For season ticket information, visit pitandbalconytheatre.com

Patsy Cline
Center Stage, Midland
  •  Oct. 22-23, 28-30, “Annie.” Little Orphan Annie and her dog Sandy return in the 1977 Tony-winning, Depression-era musical about a hard-knock life lived by an optimistic 11-year-old girl who always believes in a better tomorrow. Bill Anderson Jr. directs.
  • Jan. 13-15, 20-21,  “On the Verge.” In a decidedly offbeat comedy, three 1888  women set off for the unexplored land of Terra Incognita, only to discover they are adrift in time and are trying to navigate an uncharted territory populated by future  pop culture, esoteric language and unusual characters. Jeanne Gilbert directs. 
  • Feb. 11-12, 17-19,  “Treasure Island.” Based on the book by Robert Louis Stevenson, 14-year-old Jim Hawkins and the pirate Long John Silver tell the tale of piracy in the tropical seas. Carol Rumba directs.
  • March 9-11, 16-18,  “Always....Patsy Cline.” In 1961, an avid Patsy Cline fan met the singer at a Houston honky-tonk, invited her to spend the night at her place, and the two became pals until Cline’s death in 1963. This musical is based on the letters and phone calls between them and, in the process, features upwards of 25 of Cline’s classic songs. Susie Polito directs.
  • April 13-15, “The Laramie Project.” Through a collage of interviews collected from  the residents of Laramie, Wyoming, this true docu-drama explores the aftermath of the brutal murder of gay university student Matthew Shepard. Keeley Stanley-Bohn directs.
  • May 4-6, 10-12, 2012, “Barefoot in the Park.” Penned by Neil Simon, two newlyweds (one free-spirited and the other straight-laced) discover their dream home is a six-floor walk-up with a leaky skylight, bad plumbing and an eccentric neighbor.
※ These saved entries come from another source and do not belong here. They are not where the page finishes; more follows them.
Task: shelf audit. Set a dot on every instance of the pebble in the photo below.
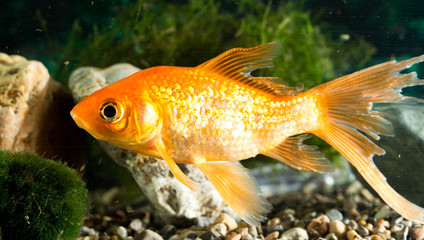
(334, 214)
(148, 235)
(122, 232)
(227, 220)
(233, 236)
(401, 233)
(417, 233)
(167, 231)
(272, 236)
(295, 233)
(339, 228)
(354, 188)
(278, 228)
(253, 231)
(367, 195)
(383, 212)
(353, 225)
(219, 228)
(210, 235)
(363, 231)
(352, 235)
(331, 236)
(320, 225)
(378, 229)
(136, 224)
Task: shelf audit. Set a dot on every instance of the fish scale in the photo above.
(223, 120)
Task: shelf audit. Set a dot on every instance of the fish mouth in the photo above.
(78, 121)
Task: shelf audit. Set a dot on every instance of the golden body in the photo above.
(216, 114)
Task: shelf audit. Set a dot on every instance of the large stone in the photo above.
(174, 203)
(34, 111)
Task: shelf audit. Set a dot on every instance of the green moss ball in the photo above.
(39, 198)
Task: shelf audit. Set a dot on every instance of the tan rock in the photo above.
(32, 108)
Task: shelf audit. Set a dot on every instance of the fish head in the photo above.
(117, 118)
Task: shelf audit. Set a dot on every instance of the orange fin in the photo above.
(300, 156)
(174, 167)
(346, 107)
(238, 189)
(238, 63)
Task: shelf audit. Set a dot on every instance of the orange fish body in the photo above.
(216, 114)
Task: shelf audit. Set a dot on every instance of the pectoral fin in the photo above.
(238, 188)
(174, 167)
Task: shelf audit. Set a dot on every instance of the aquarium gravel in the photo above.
(347, 212)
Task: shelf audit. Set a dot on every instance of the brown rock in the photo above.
(34, 111)
(339, 228)
(417, 233)
(320, 225)
(227, 220)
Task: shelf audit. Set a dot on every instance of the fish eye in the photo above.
(110, 111)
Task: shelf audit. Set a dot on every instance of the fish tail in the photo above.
(346, 106)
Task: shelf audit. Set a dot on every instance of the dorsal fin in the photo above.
(238, 63)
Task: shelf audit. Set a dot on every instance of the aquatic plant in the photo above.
(149, 33)
(39, 198)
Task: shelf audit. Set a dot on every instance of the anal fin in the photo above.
(300, 156)
(238, 189)
(174, 167)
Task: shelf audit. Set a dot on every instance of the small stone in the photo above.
(295, 233)
(209, 235)
(246, 237)
(362, 222)
(353, 188)
(349, 204)
(227, 220)
(167, 231)
(383, 212)
(378, 229)
(191, 235)
(253, 231)
(136, 224)
(84, 231)
(233, 236)
(353, 213)
(402, 234)
(278, 228)
(352, 235)
(363, 231)
(272, 236)
(416, 233)
(376, 237)
(367, 195)
(370, 227)
(334, 214)
(273, 222)
(242, 230)
(353, 225)
(148, 235)
(339, 228)
(331, 236)
(320, 225)
(219, 228)
(310, 216)
(174, 237)
(122, 232)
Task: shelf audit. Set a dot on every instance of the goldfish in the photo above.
(216, 114)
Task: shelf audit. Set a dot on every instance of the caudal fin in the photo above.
(346, 105)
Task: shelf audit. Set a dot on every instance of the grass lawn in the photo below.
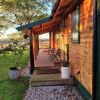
(12, 89)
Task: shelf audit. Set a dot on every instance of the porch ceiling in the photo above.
(61, 8)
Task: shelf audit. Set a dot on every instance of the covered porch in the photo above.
(71, 29)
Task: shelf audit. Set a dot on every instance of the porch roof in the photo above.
(61, 8)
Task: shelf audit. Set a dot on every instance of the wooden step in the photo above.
(52, 82)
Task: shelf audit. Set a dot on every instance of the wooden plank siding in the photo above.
(80, 55)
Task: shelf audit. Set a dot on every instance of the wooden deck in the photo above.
(49, 80)
(43, 59)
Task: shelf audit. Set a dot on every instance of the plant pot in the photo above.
(14, 73)
(65, 72)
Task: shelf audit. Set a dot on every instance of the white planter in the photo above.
(14, 73)
(65, 72)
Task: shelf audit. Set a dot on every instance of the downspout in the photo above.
(31, 53)
(96, 52)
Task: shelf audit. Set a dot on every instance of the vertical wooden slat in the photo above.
(96, 52)
(31, 53)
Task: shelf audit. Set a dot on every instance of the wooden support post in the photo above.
(96, 51)
(31, 53)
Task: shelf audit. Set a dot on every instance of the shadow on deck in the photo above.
(46, 74)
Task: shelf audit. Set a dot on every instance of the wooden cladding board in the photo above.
(80, 55)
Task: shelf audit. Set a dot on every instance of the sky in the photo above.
(13, 29)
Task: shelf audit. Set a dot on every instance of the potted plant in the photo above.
(65, 69)
(14, 71)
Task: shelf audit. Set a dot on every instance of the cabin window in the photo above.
(75, 26)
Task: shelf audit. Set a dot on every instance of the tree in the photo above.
(26, 11)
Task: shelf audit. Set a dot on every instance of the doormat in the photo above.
(47, 71)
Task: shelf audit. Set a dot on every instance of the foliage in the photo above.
(64, 63)
(12, 89)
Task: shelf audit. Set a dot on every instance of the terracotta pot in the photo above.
(14, 73)
(65, 72)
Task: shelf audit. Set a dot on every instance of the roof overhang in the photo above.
(61, 9)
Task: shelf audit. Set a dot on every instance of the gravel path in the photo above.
(52, 93)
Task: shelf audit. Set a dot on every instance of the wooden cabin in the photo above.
(73, 22)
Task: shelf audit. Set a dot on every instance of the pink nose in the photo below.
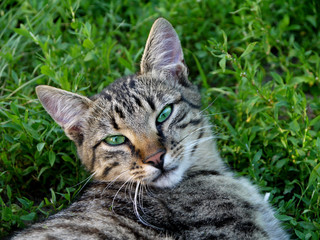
(156, 159)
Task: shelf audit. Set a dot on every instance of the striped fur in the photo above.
(191, 196)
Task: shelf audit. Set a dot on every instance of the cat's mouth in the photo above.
(165, 173)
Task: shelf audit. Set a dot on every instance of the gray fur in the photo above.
(193, 196)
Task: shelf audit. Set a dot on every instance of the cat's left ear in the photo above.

For season ticket information, visit mcfta.org
Bay City Players
  • Sept. 22-25, 29-30. Oct. 1-2, “The 25th Annual Putnam County Spelling Bee.” Six precocious kids endure the finals of a spelling bee conducted by some weirdo adults in a Tony-winning musical that by tradition also adds members of the audience to the contest.
  • Nov. 11-13, 17-20, “A Little Murder Never Hurt Anybody.” Written by Michigan playwright Ron Bernas, the farce finds Matthew deciding he must kill off Julia before the end of the year. The problem is she knows it and it is their friends who hit the dust while she survives. Just who is behind these dastardly deeds?
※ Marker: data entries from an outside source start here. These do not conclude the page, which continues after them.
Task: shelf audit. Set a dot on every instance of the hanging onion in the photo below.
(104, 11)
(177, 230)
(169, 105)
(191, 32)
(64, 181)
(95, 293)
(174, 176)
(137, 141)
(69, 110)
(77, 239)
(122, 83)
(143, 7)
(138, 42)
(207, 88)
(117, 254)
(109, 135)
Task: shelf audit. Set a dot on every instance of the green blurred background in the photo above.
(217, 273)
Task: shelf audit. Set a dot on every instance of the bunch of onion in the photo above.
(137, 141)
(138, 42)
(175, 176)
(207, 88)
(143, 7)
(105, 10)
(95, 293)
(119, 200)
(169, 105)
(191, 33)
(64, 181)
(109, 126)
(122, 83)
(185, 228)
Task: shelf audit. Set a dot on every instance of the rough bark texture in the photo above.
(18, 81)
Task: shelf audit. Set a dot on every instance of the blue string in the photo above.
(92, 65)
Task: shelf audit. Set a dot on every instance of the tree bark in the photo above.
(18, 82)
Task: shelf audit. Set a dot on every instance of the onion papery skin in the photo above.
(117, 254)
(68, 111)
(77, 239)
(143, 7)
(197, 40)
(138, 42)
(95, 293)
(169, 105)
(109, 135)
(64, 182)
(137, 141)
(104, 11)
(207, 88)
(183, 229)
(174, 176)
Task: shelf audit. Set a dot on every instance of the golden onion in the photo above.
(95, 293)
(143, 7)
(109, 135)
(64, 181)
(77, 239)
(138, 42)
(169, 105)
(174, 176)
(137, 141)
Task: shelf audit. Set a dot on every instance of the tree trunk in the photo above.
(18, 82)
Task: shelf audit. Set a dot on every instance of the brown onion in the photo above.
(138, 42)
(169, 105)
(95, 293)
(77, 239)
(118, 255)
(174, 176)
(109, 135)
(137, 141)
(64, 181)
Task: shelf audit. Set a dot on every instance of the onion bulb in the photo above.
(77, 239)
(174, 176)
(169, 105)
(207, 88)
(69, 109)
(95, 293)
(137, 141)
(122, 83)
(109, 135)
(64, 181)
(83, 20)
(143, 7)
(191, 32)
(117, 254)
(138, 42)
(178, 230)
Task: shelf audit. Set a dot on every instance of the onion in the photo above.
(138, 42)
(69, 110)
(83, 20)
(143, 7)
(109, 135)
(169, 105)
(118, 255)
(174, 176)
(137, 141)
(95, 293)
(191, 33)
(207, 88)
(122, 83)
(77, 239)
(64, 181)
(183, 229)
  • Jan. 13-15, 19-22, 2012, “Almost Maine.” Played out in vignettes and set on a cold winter night in Maine, residents of a tiny town find themselves falling in and out of love in unexpected and often hilarious ways. The show won the best play award from the New York Drama Critics Circle.
  • March 2-4, 8-11, “All My Sons.” The Tony-winning play by Arthur Miller, based on a true story,  is set just after World War II as an American family grapples with a son missing in action and a  father who sold faulty parts to the U.S. military during the war; parts which resulted in the deaths of 21 pilots.
  • May 3-6, 10-13, 2011, “The Drowsy Chaperone.” The musical centers around a man in the chair who puts on a recording of his favorite musical to lift his spirits. What he doesn't expect is chorus girls dancing out of his refrigerator, scoundrels making plans to seduce a bride on her wedding day, the groom roller-skating and gangsters playing caterers — all done in song and dance. The show is a Tony winner for best book and best score.
  • Date not yet set, “Portraits.” Planned as a fund-raiser for a local charity, and to mark the 10th anniversary of the 9/11 terrorist attacks in New York City and Washington, D.C., “Portraits” is a series of monologues by people talking about their feelings connected to that day and how it affected their lives.
For season ticket information, visit baycityplayers.com.